Authors: Joan Bauer
I also got an excellent boyfriend who was smiling at me now.
Jack had just walked in the door, and believe me when I tell you, if there was ever a reason to cross an icy ledge in the middle of winter, that reason was standing there in the hallway looking up at the balloons.
The blessings of those who pursue history are many.
Jo was ready to go home, but she still wasn’t strong enough to rebuild her cabin by herself.
An argument began at this point between Dad, Archie, and Josephine.
Dad said Josephine needed the family to help her rebuild.
“Dan,” Archie sneered, “have you ever
built
a log cabin?”
Dad announced that the essence of a meaningful life was attempting new, challenging things.
Jo said forget it, it was her cabin. She would rebuild it when it was time.
But lawyers like to win. Dad faced down Josephine like she was a defendant in court. “Josephine, I want to be very clear about this. If I need to get used to your ways of being, you need to get used to mine. That’s compromise.”
“We will help you build your cabin,” Archie insisted, “and you’d bloody well better say yes.”
“Yes,” said Jo, throwing up her hands, laughing.
So in early April Dad hired two loggers to cart away
the fallen trees near the cabin and to bring up the supplies we would need to rebuild. A few weeks later Archie, Dad, myself, Egan, and four cousins showed up during my spring vacation.
Jack came to help, too. He led us up the mountain.
Newness was breaking out everywhere in the woods. Tree leaves were sprouting, birds were courting and building nests, ferns poked up from the ground, moss grew on trails, the smell of pine seemed fresher. The lake that saved me and Jo had a few chunks of ice floating on top of the deep blue water. I liked seeing it that way.
We didn’t work well together in the beginning, log cabins and Breedloves being what they are. The basic problem was that Dad and Archie weren’t in charge (Jo was) and they kept competing over whose side of the cabin was better (Dad’s was—he took more time). Hammering and sawing aren’t natural gifts of mine, but doing them with Jack shielded the blows—and from the look of my black-and-blue thumb, the blows were many. Jo’s hermit needs kept coming out; her face would get cloudy, her body would get stiff, and she’d walk into the woods alone to pull herself together.
It was a tough week—the men slept in tents; Jo and I bunked in the chapel. It was so sad seeing the loss of so many of Jo’s treasures, but she kept saying she was glad to be alive. She would replace what she needed over time.
Halfway through the week, a ranger brought Malachi up to Backwater. That wolf was so happy to be home that he ran toward Jo and almost knocked her down.
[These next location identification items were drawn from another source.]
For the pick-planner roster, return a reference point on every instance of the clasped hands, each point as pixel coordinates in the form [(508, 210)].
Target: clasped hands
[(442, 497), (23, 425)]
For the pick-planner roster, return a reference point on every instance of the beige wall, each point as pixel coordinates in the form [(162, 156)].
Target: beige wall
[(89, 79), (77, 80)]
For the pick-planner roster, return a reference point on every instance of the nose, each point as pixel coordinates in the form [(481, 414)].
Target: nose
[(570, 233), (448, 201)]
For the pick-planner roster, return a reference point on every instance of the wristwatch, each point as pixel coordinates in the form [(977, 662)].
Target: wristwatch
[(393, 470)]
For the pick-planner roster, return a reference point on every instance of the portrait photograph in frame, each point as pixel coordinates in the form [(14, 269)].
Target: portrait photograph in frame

The men grunted and groaned like men do when they’re building things that last.
The birds circled overhead, but were frightened away by the noise and the shouting. Only a few stayed to watch at first, but the numbers grew as the cabin took shape.
I stood on the roof and put the last of the shingles on as dozens of birds fluttered above.
That’s when my personal chickadee swept in for a free meal. I had seed in my pocket, too, and I stood there on the roof like a wilderness woman, held my hand out without swallowing, and gave that bird his lunch.
Remember me this way.
Everyone was impressed.
The cabin was finished in late April.
Some of Jo’s carvings had been saved in the rubble, but I sensed the best ones were yet to come. Jo put them around the house, over the repaired mantel, and we saw Dad’s face open in wonder at the statue of himself as a boy going fishing.
That’s when Jo threw him a fishing pole and pointed him down the trail.
He took the rod like a purposeful lawyer and came back a gentler man. Jack said lake trout can do that.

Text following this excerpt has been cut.